The Thinking Quadrant: Turning Daydreams Into Strategies

Descartes said, “I think, therefore I am.” Since we are thinking, Descartes asserted, we must certainly exist.

But it is also true: I think better, therefore I become better.

Effective thinking is the strong foundation for everything that happens. It’s where dreams and plans begin. Thinking casts a vision and then comes up with a way to turn the vision into reality. And it can take you from good to better, better to best….and beyond.

In my new book, The Potential Principle, I’ll help you become the very best you can be both personally and professionally by teaching you about metacognition — thinking about thinking. We’ll explore the powerful thinking quadrant of the Potential Matrix, and I’ll show you how to improve your thought life in order to improve yourself. Then you can apply enhanced thinking to the other areas of the grid — the performing quadrant, the learning quadrant, and the reflecting quadrant — for further growth.

Thinking isn’t easy, but what truly important things are? Henry Ford said it was the hardest work there is, and that’s probably why many people don’t do it. But intentional and correct thinking offers great benefits. It’s well worth the time and effort you put into it.

There are many ways to think more effectively, creatively, and productively, and I’ll share them in the book. Here’s one for starters:

Stimulate your mind, and then capture your ideas.

Do what it takes to get your brain in gear, whether it’s a strong cup of coffee, a brisk walk outdoors, or a challenging book on an unfamiliar subject. Seek out good conversation. Expose yourself to fresh perspectives and diverse opinions, to help you look at things differently and form new connections.

Find a place that’s conducive to thinking, and go there regularly. Give your mind free rein, and let your thoughts flow.

When ideas come, jot them down. Don’t try to evaluate them right away. That stifles imagination. Write down whatever comes to mind, or make a note on your cell phone, so you’ll be able to recall it later. Some of your ideas may seem great at first, but not so great later. Others that don’t seem like much initially may develop into awesome ideas over time.

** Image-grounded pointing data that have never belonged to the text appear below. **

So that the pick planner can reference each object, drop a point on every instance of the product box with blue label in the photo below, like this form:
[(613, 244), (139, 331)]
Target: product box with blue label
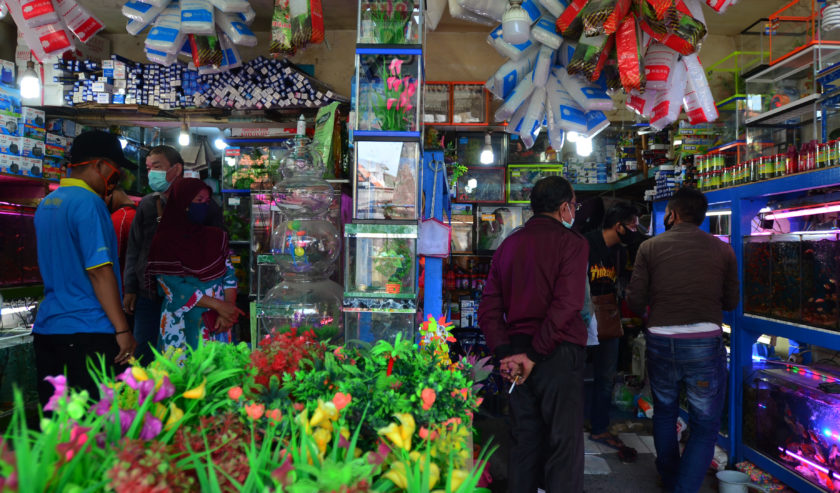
[(34, 123), (9, 125), (10, 145), (33, 148), (56, 145)]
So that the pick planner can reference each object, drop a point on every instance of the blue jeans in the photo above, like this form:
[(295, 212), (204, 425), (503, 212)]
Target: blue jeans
[(698, 365), (146, 328), (604, 362)]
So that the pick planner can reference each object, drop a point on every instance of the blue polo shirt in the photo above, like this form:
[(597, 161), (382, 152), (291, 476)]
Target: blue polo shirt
[(75, 234)]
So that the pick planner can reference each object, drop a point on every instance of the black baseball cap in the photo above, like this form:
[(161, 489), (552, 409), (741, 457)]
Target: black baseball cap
[(98, 144)]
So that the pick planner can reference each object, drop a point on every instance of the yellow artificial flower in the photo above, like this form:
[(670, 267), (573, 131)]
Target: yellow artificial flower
[(322, 438), (198, 392), (407, 427), (139, 373), (324, 415), (175, 415), (160, 410), (397, 475), (457, 477)]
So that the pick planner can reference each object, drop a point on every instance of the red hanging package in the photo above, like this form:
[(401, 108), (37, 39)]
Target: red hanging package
[(629, 61), (622, 8), (317, 21), (660, 7), (564, 22)]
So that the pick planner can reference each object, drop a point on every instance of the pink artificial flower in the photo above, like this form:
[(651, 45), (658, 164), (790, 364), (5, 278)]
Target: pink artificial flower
[(394, 83), (396, 66), (126, 419), (60, 384), (105, 402), (151, 428), (166, 390), (78, 438)]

Of course, thinking is about more than just coming up with ideas. Thinking also builds that path that turns abstract concepts into concrete results.

Good thinking will help you envision what you want to achieve in life and prevent you from making poor choices. Done well, thinking is a serious competitive advantage.

So find ways to stimulate your mind. Record the ideas that come to you. Then evaluate them, pick some good ones, and put them into action.

Order The Potential Principle at http://bit.ly/potentialprinciple.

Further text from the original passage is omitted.